Он оглянулся на толкнувшую его локтем женщину, и в этот момент оркестр замолчал. Раздались аплодисменты, и все потянулись обратно к своим местам.
Один за другим к столу вернулись Чалмерсы и Моррисоны… но Элизабет не было. Она исчезла!
Уезжать из Нью-Йорка в пятницу — сплошное мучение. Еще хуже возвращаться туда в воскресенье вечером.
В конце недели множество ньюйоркцев стремятся вырваться из душного города на природу, образуя гигантские пробки на дорогах, заполняя аэропорты и вокзалы. В понедельник с утра все повторяется с той лишь разницей, что горожане возвращаются обратно в подавленном настроении, потому что впереди их ждет утомительная рабочая неделя.
Чтобы избежать всех этих трудностей, Роналд решил вылететь домой пораньше. Казалось бы, такой простой план, но в этот день почему-то все превращалось в проблему.
Распрощавшись с новобрачными и их родителями, Роналд заранее выехал в аэропорт на взятой на прокат машине, чтобы без осложнений купить билет на ближайший рейс.
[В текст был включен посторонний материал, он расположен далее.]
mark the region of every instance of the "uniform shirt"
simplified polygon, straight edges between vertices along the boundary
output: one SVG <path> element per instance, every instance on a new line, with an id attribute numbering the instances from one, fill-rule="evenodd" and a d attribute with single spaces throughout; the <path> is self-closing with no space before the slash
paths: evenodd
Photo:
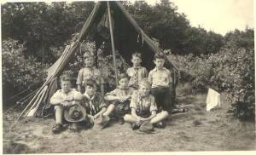
<path id="1" fill-rule="evenodd" d="M 148 82 L 151 83 L 152 88 L 168 88 L 172 82 L 171 72 L 166 67 L 161 69 L 154 68 L 149 72 Z"/>
<path id="2" fill-rule="evenodd" d="M 64 93 L 62 89 L 59 89 L 52 95 L 49 102 L 51 103 L 52 100 L 62 101 L 67 97 L 73 97 L 75 95 L 82 95 L 82 94 L 77 91 L 75 89 L 71 89 L 70 91 L 68 91 L 67 93 Z"/>
<path id="3" fill-rule="evenodd" d="M 96 93 L 91 98 L 85 92 L 84 94 L 84 104 L 83 106 L 85 107 L 86 112 L 90 115 L 96 115 L 103 107 L 107 107 L 104 102 L 103 97 L 100 93 Z"/>
<path id="4" fill-rule="evenodd" d="M 105 95 L 113 95 L 113 96 L 119 96 L 119 97 L 122 97 L 122 96 L 126 96 L 126 95 L 132 95 L 132 89 L 131 88 L 127 88 L 127 89 L 119 89 L 117 88 L 113 90 L 112 90 L 109 93 L 107 93 Z"/>
<path id="5" fill-rule="evenodd" d="M 152 111 L 157 111 L 154 97 L 151 95 L 143 97 L 137 90 L 135 90 L 132 94 L 130 107 L 134 108 L 139 115 L 140 113 L 145 115 L 151 113 Z"/>
<path id="6" fill-rule="evenodd" d="M 137 68 L 131 67 L 128 68 L 126 73 L 130 77 L 129 86 L 131 87 L 138 87 L 139 82 L 143 79 L 147 78 L 148 77 L 148 71 L 145 67 L 139 66 Z"/>
<path id="7" fill-rule="evenodd" d="M 86 81 L 89 79 L 94 79 L 96 80 L 97 84 L 103 83 L 103 78 L 102 77 L 102 73 L 100 70 L 93 67 L 84 67 L 80 69 L 77 79 L 77 84 L 84 84 Z"/>

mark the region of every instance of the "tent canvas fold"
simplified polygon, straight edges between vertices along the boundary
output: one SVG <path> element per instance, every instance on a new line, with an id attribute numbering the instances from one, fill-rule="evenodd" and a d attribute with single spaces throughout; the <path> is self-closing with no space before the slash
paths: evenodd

Езда по ровной автостраде успокаивала и притупляла бдительность. Как это нередко случается со многими водителями, Роналд довольно быстро потерял ощущение скорости и, случайно взглянув на спидометр, с удивлением заметил, что стрелка зашкалила за цифру шестьдесят, в то время как максимально скорость, разрешенная дорожными правилами штата, составляла пятьдесят пять миль в час. Скорее бы вернуться в родную Монтану, где люди руководствуются не инструкциями, а здравым смыслом. Там ты смотришь на дорогу, следишь за движением других машин и сам определяешь, с какой скоростью ехать.
Хотя Роналд и покинул гостеприимных друзей раньше времени, его совесть была чиста. Он сделал все, что полагалось: поднял тост за жениха и невесту, поговорил с Джастин, выпил бокал виски с Артуром. Пусть другие танцуют до упаду, поглощают в непомерных количествах жирную пищу и делают вид, будто прекрасно проводят время. Это все не для него.
Кроме того, он чувствовал неловкость перед двумя семейными парами, разделившими с ним злосчастный стол номер семь. Теперь им на месяц хватит разговоров о том, что произошло между ним и Элизабет.
Роналд не заметил, как стрелка перевалила за семьдесят…
— Вы уже покидаете нас? — спросила Роналда миссис Моррисон, когда он подошел, чтобы попрощаться. Ее голос был сладким как сироп и, казалось, мог вызвать кому не только у диабетика.
— Не видел ли кто-нибудь миссис Пауртон? — в свою очередь задал вопрос Роналд.
— Я видела, — как школьница подняла руку Этта Чалмерс.
Звуки писклявого женского голоса заставили его очнуться и как бы посмотреть на себя со стороны. Весь вечер он вел себя просто безрассудно…
Недовольный собой Роналд еще сильнее надавил на педаль акселератора.
Чего теперь злиться? Он сам виноват в том, что позволил Элизабет отравить ему вечер, прежде чем она исчезла как кролик в шляпе фокусника.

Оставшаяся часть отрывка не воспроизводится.